After family and friends, I think that's what I'm most thankful for, that we are blessed to live in the land that does remain Man's beacon of freedom, that does remain, for all its problems, the City upon a Hill. And so, on this Thanksgiving, as we thank all of you for your patronage, your comments, your e-mails, and your consideration, we offer the words of John Winthrop himself, his vision and his warning, City upon a Hill (John Winthrop, 1630):
Now the onely way to avoyde this shipwracke and to provide for our posterity is to followe the Counsell of Micah, to doe Justly, to love mercy, to walke humbly with our God, for this end, wee must be knitt together in this worke as one man, wee must entertaine each other in brotherly Affeccion, wee must be willing to abridge our selves of our superfluities, for the supply of others necessities, wee must uphold a familiar Commerce together in all meekenes, gentlenes, patience and liberallity, wee must delight in eache other, make others Condicions our owne rejoyce together, mourne together, labour, and suffer together, allwayes haveing before our eyes our Commission and Community in the worke, our Community as members of the same body, soe shall wee keepe the unitie of the spirit in the bond of peace, the Lord will be our God and delight to dwell among us,
as his owne people and will commaund a blessing upon us in all our wayes, soe that wee shall see much more of his wisdome power goodnes and truthe then formerly wee have beene acquainted with, wee shall finde that the God of Israell is among us, when tenn of us shall be able to resist a thousand of our enemies, when hee shall make us a prayse and glory, that men shall say of succeeding plantacions: the lord make it like that of New England: for wee must Consider that wee shall be as a Citty upon a Hill, the eies of all people are uppon us; soe that if wee shall deale falsely with our god in this worke wee have undertaken and soe cause him to withdrawe his present help from us, wee shall be made a story and a byword through the world, wee shall open the mouthes of enemies to speake evill of the wayes of god and all professours for Gods sake; wee shall shame the faces ofmany of gods worthy servants, and cause theire prayers to be turned into Cursses upon us till wee be consumed out of the good land whether wee are going: And to shutt upp this discourse with that exhortacion of Moses that faithfull servant of the Lord in his last farewell to Israell: Beloved there is now sett before us life, and good, deathe and evill in that wee are Commaunded this day to love the Lord our God, and to love one another to walke in his wayes and to keepe his Commaundements and his Ordinance, and his lawes, and the Articles of our Covenant with him that wee may live and be multiplyed, and that the Lord our God may blesse us in the land whether wee goe to possesse it: But if our heartes shall turne away soe that wee will not obey, but shall be seduced and worshipp other Gods our pleasures, and proffitts, and serve them, it is propounded unto us this day, wee shall surely perishe out of the good Land whether wee passe over this vast Sea to possesse it;

Therefore lett us choose life,

that wee, and our Seede,

may live; by obeyeing his

voyce, and cleaveing to him,

for hee is our life, and

our prosperity.


Have a healthy and happy Thanksgiving. May God bless you all and may God bless the United States of America. (originally posted: November 28, 2002) Posted by Orrin Judd at November 23, 2006 6:04 AM
Comments

Thank you, Ron.

Posted by: Lou Gots at November 30, 2002 6:11 PM

Unloop.

Posted by: oj at November 24, 2005 8:42 AM

oj. Have you gotten into the sacrificial wine already? Who are you asking to unloop from what?

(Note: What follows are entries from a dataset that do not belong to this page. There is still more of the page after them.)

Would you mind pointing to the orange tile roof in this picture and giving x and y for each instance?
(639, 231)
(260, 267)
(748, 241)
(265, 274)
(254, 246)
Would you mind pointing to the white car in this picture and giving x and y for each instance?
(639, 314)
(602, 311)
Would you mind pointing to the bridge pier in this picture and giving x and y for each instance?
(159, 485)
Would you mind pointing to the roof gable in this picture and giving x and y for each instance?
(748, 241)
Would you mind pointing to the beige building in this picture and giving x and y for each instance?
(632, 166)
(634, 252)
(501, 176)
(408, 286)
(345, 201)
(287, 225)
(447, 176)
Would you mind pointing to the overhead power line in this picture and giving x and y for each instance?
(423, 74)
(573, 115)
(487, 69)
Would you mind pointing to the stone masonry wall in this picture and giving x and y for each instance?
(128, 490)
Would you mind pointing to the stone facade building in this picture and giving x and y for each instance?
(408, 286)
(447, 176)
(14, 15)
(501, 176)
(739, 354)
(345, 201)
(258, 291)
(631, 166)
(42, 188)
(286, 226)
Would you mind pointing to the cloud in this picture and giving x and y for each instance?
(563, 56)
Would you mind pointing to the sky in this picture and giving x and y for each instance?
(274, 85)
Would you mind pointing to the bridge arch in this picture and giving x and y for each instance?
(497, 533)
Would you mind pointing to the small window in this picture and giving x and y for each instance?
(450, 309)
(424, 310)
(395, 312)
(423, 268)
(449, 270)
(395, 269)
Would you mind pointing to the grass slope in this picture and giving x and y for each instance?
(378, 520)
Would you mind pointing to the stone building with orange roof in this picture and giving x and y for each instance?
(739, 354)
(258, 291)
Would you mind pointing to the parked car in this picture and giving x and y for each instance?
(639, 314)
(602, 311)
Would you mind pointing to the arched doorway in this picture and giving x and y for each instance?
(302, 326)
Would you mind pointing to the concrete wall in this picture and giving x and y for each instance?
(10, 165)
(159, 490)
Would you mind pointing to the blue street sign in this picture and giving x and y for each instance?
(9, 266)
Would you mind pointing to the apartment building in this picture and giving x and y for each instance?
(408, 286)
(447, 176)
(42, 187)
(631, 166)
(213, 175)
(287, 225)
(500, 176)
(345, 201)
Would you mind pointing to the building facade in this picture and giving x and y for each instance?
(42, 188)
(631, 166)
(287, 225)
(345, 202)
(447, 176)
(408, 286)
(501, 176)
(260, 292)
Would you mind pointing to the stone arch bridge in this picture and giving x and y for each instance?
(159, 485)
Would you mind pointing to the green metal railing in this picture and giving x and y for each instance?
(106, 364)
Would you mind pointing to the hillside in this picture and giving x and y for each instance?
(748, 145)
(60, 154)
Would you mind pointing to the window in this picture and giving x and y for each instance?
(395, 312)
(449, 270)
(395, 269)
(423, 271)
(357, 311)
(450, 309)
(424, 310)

Posted by: erp at November 24, 2005 8:52 AM

Watching Ronald Reagan's funeral this past summer was my son's first real opportunity to ask about death (he is 4). It will be years before he 'knows' about President Reagan, or even President Bush. But he lives in a better nation because of their courage, their service, and their cheerful determination.

Thanks indeed, to the man who turned more than one tide as President.